The cable cars in San Francisco have made their mark on not just the city, but pop culture as well. Learn how to ride these moving national historic landmarks.
There is nothing quite like riding a cable car up and down the hills of San Francisco. While they symbolize the early innovation that made the city iconic, the experience of riding a cable car is timeless. The cable car experience starts while waiting at the cable car turnarounds (at Powell or California and Market Streets) or along the routes, waiting for the cable cars to approach. Once you hop on the cable car, you can either find a seat or hold on to the handles as you hang on for the ride. The cable car gripmen handle the grips to move the cars. And let's not forget about the cable car bell ringing. You can hear it from blocks away. It's used to get the attention of intersecting traffic.

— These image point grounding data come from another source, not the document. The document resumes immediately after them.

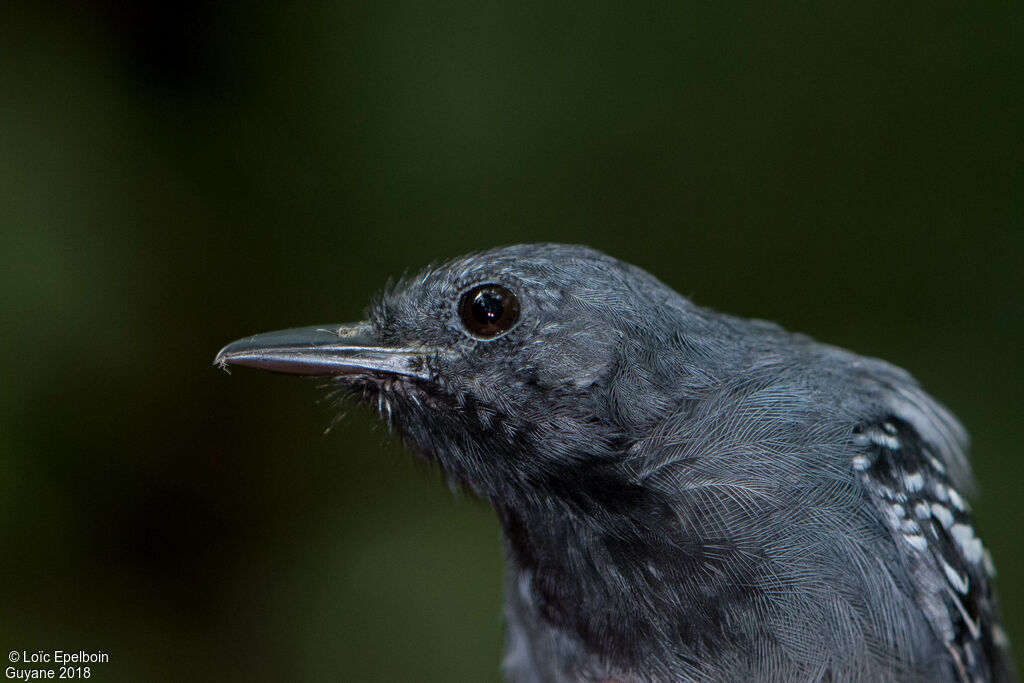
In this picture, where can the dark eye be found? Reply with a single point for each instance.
(488, 310)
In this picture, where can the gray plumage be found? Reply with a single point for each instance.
(685, 496)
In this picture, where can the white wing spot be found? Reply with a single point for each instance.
(957, 582)
(957, 502)
(916, 541)
(942, 513)
(914, 482)
(909, 526)
(884, 440)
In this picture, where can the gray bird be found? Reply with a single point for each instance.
(685, 496)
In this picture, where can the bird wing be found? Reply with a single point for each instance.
(908, 479)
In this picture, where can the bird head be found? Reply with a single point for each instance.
(507, 367)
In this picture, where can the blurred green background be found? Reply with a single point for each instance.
(175, 175)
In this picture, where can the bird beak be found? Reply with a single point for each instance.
(333, 350)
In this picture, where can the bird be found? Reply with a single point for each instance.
(684, 495)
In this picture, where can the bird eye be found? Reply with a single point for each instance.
(488, 310)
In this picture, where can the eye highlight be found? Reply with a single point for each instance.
(488, 310)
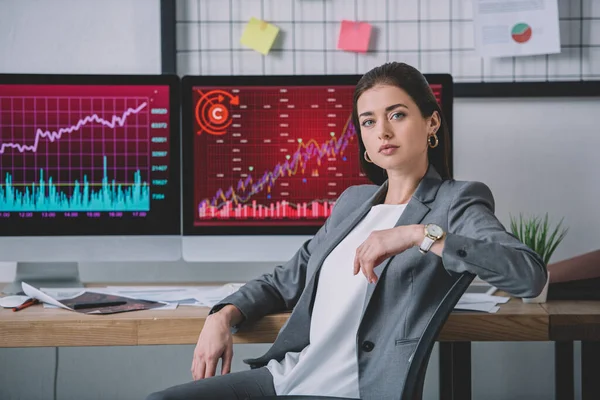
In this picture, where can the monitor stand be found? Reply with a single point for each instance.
(45, 275)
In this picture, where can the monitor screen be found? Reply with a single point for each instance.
(89, 155)
(270, 155)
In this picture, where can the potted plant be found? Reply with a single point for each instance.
(536, 233)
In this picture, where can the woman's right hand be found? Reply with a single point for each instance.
(215, 342)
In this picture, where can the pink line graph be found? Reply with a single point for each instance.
(55, 135)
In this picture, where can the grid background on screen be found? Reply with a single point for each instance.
(436, 36)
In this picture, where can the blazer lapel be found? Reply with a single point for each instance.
(336, 235)
(415, 211)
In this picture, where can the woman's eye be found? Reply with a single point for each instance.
(367, 122)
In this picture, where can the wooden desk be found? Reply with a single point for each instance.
(36, 327)
(575, 321)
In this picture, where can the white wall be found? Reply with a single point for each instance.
(537, 155)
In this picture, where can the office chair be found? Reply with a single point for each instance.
(414, 379)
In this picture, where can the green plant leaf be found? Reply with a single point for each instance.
(537, 234)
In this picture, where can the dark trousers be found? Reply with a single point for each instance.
(234, 386)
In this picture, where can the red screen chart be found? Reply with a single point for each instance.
(82, 150)
(271, 155)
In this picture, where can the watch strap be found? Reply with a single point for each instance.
(426, 244)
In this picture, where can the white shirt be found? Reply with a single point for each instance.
(328, 365)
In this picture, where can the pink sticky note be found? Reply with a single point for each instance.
(354, 36)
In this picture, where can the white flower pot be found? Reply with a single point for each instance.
(542, 296)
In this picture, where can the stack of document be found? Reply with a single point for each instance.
(173, 296)
(480, 302)
(209, 295)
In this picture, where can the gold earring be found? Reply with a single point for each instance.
(435, 141)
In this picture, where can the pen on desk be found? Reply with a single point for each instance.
(80, 306)
(26, 304)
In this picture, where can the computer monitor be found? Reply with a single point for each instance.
(90, 171)
(265, 158)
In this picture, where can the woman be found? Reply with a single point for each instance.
(363, 289)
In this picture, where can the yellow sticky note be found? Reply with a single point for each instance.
(259, 35)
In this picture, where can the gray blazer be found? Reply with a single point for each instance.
(410, 285)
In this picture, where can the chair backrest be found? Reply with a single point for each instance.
(415, 376)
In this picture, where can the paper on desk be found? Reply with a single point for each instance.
(69, 293)
(43, 297)
(485, 307)
(202, 296)
(482, 298)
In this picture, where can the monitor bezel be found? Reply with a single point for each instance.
(189, 81)
(170, 223)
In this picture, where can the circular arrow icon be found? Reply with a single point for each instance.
(212, 114)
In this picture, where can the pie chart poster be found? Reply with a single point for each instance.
(505, 28)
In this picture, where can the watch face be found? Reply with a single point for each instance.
(435, 230)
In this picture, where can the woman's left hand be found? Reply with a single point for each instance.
(384, 244)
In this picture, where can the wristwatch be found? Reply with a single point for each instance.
(432, 233)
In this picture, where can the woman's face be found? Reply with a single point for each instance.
(392, 128)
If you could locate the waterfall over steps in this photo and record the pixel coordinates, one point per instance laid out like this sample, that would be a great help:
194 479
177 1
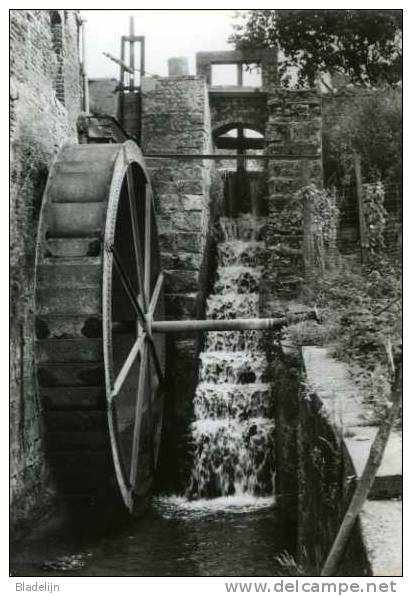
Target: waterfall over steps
233 429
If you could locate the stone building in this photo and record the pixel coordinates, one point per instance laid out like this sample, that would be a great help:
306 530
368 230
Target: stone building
182 114
45 102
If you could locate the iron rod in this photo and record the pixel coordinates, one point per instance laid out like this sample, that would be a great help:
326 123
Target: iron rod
215 156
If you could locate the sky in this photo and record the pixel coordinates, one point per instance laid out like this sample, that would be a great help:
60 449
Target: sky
168 33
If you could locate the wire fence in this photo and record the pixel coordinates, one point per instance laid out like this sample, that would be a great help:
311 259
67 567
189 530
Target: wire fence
349 232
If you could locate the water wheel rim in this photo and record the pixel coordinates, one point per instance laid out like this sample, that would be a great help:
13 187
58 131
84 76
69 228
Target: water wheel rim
144 347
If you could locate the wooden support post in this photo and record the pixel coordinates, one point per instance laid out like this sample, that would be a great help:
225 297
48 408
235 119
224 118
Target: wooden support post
86 103
240 74
142 57
131 53
308 240
366 481
363 232
122 71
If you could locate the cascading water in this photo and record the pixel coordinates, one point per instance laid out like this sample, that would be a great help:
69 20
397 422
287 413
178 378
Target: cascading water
233 430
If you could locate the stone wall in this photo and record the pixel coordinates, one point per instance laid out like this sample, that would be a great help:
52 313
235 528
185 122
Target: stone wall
335 433
39 125
293 129
265 57
103 96
250 109
176 118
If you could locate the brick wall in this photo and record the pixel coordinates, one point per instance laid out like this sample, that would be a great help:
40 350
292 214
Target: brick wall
293 128
39 125
176 118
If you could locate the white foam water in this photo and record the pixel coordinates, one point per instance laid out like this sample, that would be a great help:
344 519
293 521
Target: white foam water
233 431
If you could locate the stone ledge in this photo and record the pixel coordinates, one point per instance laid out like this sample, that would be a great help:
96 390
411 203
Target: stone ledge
381 529
380 521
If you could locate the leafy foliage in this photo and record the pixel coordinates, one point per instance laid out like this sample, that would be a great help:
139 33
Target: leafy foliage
362 311
371 124
375 216
362 44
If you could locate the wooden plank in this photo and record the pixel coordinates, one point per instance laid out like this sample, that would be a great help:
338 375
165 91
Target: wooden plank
363 232
140 399
71 374
215 156
91 440
366 481
75 420
125 370
69 275
147 242
69 350
132 196
67 303
73 398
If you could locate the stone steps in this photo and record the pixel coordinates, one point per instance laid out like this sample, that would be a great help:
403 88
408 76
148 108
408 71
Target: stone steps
232 367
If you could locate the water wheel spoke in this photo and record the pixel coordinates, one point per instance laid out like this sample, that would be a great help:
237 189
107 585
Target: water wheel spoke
135 231
157 431
147 242
141 390
127 285
156 360
127 366
150 415
156 294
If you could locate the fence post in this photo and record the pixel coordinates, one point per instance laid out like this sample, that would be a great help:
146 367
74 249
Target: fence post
363 232
308 240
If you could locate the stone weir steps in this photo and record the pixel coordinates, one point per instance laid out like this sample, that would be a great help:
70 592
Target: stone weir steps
232 433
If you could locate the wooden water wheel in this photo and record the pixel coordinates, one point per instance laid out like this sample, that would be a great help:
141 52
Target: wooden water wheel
100 323
98 289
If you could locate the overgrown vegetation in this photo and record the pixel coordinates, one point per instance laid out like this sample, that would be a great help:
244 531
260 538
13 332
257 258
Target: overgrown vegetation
369 122
360 305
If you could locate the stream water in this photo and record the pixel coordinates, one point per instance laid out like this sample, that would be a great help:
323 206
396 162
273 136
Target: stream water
226 523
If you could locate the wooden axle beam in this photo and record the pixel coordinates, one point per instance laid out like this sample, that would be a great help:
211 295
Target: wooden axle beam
216 156
230 324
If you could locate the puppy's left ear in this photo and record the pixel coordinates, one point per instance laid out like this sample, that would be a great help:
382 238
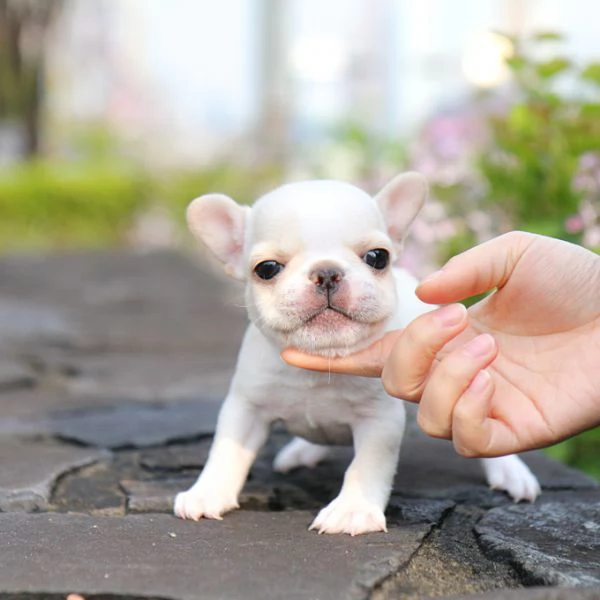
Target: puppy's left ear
400 202
220 224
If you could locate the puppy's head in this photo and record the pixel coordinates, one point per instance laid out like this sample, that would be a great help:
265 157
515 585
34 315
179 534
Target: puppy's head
316 257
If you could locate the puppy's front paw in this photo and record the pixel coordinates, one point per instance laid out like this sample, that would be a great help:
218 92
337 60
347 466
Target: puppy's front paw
511 475
349 515
195 505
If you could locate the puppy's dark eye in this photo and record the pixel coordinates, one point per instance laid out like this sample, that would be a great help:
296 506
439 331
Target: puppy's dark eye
378 258
268 269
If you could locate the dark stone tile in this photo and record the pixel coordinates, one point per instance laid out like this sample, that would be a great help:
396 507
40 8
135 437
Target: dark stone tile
550 543
29 471
134 425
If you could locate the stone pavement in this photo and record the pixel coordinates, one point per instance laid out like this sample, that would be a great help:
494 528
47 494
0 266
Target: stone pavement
112 366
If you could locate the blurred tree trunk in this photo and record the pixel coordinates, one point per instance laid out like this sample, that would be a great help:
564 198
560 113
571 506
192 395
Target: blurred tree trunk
24 25
273 121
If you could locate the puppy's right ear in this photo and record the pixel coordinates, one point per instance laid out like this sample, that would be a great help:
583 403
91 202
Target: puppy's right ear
220 224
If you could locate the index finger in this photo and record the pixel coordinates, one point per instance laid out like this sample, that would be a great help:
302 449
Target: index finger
365 363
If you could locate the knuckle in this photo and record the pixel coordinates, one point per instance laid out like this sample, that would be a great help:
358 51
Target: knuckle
430 427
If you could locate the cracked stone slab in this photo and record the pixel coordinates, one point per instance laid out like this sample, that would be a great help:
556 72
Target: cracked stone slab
14 375
542 593
552 543
29 470
120 300
154 376
26 321
432 469
134 425
269 555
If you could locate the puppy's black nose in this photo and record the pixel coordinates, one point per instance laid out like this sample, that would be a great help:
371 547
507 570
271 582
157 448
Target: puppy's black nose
326 279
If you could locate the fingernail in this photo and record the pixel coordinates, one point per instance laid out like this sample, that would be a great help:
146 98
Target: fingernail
480 382
431 276
450 315
480 346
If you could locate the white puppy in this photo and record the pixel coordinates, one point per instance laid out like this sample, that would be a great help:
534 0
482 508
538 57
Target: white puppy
317 258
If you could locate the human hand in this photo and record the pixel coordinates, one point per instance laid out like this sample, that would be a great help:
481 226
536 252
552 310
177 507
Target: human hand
519 369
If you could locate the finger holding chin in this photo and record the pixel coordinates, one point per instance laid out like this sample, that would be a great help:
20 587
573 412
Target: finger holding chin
449 381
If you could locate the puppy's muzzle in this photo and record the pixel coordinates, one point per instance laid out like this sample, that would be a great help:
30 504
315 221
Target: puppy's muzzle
326 279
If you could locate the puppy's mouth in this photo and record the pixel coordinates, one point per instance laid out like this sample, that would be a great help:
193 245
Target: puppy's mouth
328 311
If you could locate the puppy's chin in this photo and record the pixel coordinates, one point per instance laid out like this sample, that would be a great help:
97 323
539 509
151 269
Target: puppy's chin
329 334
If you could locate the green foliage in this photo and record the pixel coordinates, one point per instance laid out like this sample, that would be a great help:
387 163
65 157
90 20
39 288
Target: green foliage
55 205
580 452
537 143
92 204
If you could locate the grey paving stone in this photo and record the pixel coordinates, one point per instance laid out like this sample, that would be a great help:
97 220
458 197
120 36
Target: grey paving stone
550 543
26 321
14 375
28 471
122 300
153 496
134 425
248 555
155 376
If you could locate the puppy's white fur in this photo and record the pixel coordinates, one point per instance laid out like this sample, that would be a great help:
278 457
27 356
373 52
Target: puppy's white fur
326 300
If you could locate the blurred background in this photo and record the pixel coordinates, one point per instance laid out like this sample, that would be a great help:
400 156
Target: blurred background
114 114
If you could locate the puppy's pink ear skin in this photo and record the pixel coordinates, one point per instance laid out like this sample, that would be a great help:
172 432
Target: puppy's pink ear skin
220 224
400 202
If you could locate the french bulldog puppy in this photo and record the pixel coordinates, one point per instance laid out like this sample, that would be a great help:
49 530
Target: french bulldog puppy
317 260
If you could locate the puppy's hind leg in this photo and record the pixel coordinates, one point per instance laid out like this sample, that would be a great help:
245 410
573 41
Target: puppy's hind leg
299 453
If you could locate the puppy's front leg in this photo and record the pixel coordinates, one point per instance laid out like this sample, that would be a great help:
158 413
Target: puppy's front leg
241 431
368 481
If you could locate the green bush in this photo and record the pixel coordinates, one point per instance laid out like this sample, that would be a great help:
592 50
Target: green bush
55 205
537 143
94 204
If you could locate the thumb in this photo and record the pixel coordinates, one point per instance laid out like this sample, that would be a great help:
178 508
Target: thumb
366 363
477 270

The cable cars are the world's last manually operated cable car system, a tramway whose cars are pulled along by cables embedded in the street. These right-out-of-the-Smithsonian cable cars were named a national historic landmark in 1964. Refurbished and equipped with new tracks, cables, turnarounds and cable propulsion machinery, they operate much as they did on Aug. 2, 1873 when Andrew S. Hallidie guided the first car down Clay Street.
Hours of operations for the cable cars are 7 a.m. to 10:30 p.m., Monday through Sunday.